AT&T‘s Mobeen Khan, AVP, Industrial IoT, says: “In 2015 we watched businesses deploy and start to rely on real IoT solutions to improve operations and logistics in several industries. It’s now accepted that IoT will transform enterprises, change how businesses function internally, and how they interact with customers. Secure connectivity has brought everything from cars to shipping containers to life, and AT&T says an estimated 30 billion ‘things’ will be connected to the internet by 2020.”
Developments in 2016 will play a big role in reaching that 30 billion connected ‘things’ mark, Khan believes, and he predicts new potential will be realised in network connectivity and enterprise wearables.
Improve safety with enterprise wearables – Plenty of wearables have changed the game for consumers, says Khan. “We’ll start seeing a similar trend for enterprise wearables. Safety is a top priority for remote workers in the industrial space. Workers in the oil and gas industry often wear protective gear while on the job. They work on oil rigs in some of the most remote locations across the world. What if a worker is struck in the head with no one around? A hard hat with a set of shock sensors could detect the impact and alert emergency responders immediately.” He believes we can expect to see more enterprise wearables for workers in industries like construction, oil and gas, and utilities.

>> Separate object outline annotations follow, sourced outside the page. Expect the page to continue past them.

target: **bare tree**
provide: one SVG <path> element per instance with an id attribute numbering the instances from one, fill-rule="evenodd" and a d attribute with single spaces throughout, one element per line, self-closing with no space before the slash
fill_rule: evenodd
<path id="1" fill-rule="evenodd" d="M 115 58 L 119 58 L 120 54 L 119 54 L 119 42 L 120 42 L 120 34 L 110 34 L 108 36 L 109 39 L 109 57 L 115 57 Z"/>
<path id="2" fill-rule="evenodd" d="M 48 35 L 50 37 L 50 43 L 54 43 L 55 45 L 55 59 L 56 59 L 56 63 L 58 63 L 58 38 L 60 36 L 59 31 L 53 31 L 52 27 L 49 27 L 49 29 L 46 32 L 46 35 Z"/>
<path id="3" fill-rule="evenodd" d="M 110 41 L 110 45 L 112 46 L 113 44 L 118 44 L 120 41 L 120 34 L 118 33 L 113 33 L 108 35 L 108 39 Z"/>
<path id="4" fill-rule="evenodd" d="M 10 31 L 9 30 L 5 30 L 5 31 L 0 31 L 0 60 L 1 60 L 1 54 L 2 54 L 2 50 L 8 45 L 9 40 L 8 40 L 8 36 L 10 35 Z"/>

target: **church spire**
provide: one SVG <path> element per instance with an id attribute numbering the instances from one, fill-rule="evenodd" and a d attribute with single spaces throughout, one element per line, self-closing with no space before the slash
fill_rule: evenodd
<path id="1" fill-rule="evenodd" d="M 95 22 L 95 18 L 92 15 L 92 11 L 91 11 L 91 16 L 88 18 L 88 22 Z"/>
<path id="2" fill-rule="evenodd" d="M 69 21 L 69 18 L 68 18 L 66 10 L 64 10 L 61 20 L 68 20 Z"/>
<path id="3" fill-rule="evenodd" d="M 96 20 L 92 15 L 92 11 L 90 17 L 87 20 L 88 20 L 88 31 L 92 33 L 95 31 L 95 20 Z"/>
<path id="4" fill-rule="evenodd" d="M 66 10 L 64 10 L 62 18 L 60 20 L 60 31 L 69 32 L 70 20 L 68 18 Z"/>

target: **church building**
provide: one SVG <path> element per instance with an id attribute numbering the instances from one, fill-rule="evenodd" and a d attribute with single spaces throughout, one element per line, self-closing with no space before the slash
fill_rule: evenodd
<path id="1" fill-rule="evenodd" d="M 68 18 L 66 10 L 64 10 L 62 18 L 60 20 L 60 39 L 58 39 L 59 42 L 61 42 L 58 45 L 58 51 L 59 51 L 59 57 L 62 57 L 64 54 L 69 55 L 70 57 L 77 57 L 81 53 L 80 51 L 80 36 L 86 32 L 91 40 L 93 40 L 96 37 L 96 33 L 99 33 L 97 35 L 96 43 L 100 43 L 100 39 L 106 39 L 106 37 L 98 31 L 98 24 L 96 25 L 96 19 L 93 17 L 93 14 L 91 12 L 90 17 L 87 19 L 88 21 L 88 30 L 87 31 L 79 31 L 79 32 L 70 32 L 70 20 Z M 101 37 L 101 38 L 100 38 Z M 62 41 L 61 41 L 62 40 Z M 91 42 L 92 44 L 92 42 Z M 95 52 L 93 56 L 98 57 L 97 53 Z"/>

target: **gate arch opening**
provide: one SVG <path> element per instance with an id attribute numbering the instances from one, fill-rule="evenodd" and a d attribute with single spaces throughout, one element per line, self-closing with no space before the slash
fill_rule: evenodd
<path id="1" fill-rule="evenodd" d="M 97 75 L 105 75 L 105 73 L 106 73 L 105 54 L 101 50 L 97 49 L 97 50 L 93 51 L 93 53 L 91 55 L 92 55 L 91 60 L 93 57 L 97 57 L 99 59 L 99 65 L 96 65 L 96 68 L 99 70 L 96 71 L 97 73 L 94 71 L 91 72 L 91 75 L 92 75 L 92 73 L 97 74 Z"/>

More networks, less power – When it comes to IoT, not everything is connected via a cellular network. Today, businesses are connecting their assets using multiple network types such as satellite, mesh networks, and Wi-Fi. According to Khan, “We’re headed down a path where low power or specialised networks will play a major role in the IoT space. There are many assets that can operate over low power networks. Think about a connected water meter that measures water consumption for cities. With a low power network, utilities can help extend the battery life and overall lifespan of their water meters so they last even longer.”